Stumbling and Mumbling

Smart consumers. stupid voters

chris dillow
Publish date: Wed, 21 Aug 2019, 02:02 PM
chris dillow
0 2,773
An extremist, not a fanatic

What do ordinary folk know about economics? This question has been revived by Simon, who argues that support for a no-deal Brexit is based upon "information failure" caused by our biased and inadequate media. This is in a similar spirit to Jason Brennan and Bryan Caplan, who argue in different ways that voters are irrational and/or misinformed.

My chart offers a corrective to this view. It shows that the ratio of retail sales to share prices has been a fantastic predictor of equity returns since the current vintage of retail sales data began in 1996. The correlation between the ratio of retail sales to the All-share index and subsequent three-year changes in that index has been a whopping 0.76 since 1996. Rsasi

Ordinary people, then, know something very important. In aggregate, they know where the stock market is going.

I'm not saying anything new or original here. My chart is merely a simplification of work by the Bank of England and by Martin Lettau and Sydney Ludvigson (pdf) which shows that consumer spending predicts equity returns.

There's a simple reason for this. Consumer spending is forward-looking: if we expect good times, we'll spend more than if we fear the sack or a pay cut. When spending is high, therefore, it predicts good times and when it's low it predicts bad. For this reason, there's also a strong correlation (0.48) between the retail sales-All-share ratio and subsequent three-yearly changes in manufacturing output, an indicator of cyclical conditions.

Of course, if you take any individual consumer, s/he might well be ill-informed or irrational. But across millions of them such errors will cancel out. There's sometimes wisdom in crowds.

Now, you might object that my chart overstates this wisdom. Share prices tend to over-react, rising and falling too much. This means that their ratio to any stable indicator - even a time-trend - will also predict subsequent returns.

True. But irrelevant. The fact that shares over-react and can be predicted by consumer spending tells us that ordinary folk know more than the so-called expert fund managers who move share prices.

The people, then, can be smarter than elites.

How can we reconcile this with Simon's depiction of many of them as know-nothings? Simple. There are, in my context, at least three big differences between consumers and voters.

First, consumers don't need to know why things are happening. They only need a feel - often inarticulable - of what might happen. If we ask them in aggregate "where's the economy going?" they can tell us.
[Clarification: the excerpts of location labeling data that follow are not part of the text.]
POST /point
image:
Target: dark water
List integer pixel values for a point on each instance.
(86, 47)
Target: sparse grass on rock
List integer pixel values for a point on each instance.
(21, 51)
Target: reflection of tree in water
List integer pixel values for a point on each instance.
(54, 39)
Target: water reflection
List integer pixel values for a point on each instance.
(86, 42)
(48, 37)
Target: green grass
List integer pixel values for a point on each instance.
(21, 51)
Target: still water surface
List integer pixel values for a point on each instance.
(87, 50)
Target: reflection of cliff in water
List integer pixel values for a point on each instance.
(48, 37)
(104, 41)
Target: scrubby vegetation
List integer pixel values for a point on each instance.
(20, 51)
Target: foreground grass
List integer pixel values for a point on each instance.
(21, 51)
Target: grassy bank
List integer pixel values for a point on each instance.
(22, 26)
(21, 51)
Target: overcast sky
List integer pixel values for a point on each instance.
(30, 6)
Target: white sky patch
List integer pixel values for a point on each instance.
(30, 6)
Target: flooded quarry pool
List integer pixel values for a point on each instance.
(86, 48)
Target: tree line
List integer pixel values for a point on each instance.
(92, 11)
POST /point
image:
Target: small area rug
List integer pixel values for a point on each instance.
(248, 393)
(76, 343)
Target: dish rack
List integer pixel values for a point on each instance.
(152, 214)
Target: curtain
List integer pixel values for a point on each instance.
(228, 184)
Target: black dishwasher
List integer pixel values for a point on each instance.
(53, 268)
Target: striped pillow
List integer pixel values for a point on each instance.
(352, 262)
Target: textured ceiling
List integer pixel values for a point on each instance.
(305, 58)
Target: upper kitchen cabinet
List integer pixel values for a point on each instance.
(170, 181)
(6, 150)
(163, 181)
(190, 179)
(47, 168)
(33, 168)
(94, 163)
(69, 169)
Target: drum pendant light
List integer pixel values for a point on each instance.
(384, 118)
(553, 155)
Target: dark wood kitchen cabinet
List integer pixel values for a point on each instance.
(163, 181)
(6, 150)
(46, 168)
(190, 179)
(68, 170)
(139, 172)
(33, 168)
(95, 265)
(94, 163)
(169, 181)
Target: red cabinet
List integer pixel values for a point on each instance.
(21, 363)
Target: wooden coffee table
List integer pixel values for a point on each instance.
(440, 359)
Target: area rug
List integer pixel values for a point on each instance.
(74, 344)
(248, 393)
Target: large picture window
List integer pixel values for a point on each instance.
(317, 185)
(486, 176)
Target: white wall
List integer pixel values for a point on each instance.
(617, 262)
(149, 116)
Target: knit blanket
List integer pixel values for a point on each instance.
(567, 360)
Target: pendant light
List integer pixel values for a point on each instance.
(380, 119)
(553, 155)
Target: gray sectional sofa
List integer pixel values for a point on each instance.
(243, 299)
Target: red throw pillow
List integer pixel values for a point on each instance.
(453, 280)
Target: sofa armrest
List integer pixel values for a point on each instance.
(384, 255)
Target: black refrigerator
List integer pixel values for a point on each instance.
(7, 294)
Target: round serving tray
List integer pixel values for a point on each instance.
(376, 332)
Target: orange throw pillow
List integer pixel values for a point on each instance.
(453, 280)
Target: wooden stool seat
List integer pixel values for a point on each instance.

If we ask why, we might well get nonsense. David Leiser has shown one reason for this. People, he says, are terrible at making connections between economic events. For example, they fail to blame austerity for low returns on their savings. Instead, they often believe that good begets good. So, if you think Brexit is a good thing, perhaps for reasons independent of economics, you'll be tempted to think it'll have good economic effects: wishful thinking is powerful and ubiquitous.

Secondly, consumers have skin in the game whereas voters (as individuals) do not. If you spend too much or too little, you suffer. If you have a stupid opinion about politics, however, you don't because your opinion doesn't alter the outcome. In this way, consumers are incentivized to think whereas voters are not.

Thirdly, consumers' errors are largely uncorrelated - except to the extent that there are peer effects or information cascades. Voters' errors, however, can be correlated thanks to the influence of the mass media. One of the key conditions for there to be wisdom in crowds is therefore more likely to hold for consumers (at least in the circumstance I've described) than for voters.

All this poses a big and under-appreciated question: how might we change our political institutions so that we've more chance of mobilizing the disaggregated wisdom of people whilst filtering out the madness of crowds.

Representative democracy, with MPs acting as Burkean filters against poor judgment used to be one, albeit very imperfect mechanism. It's now clear, though, that we need others which might well include some form of deliberative democracy (pdf). With a few honourable exceptions - such as Paul Evans - nobody seems much interested in this issue, however. As long as our side wins, we don't care about the rules of the game or its health.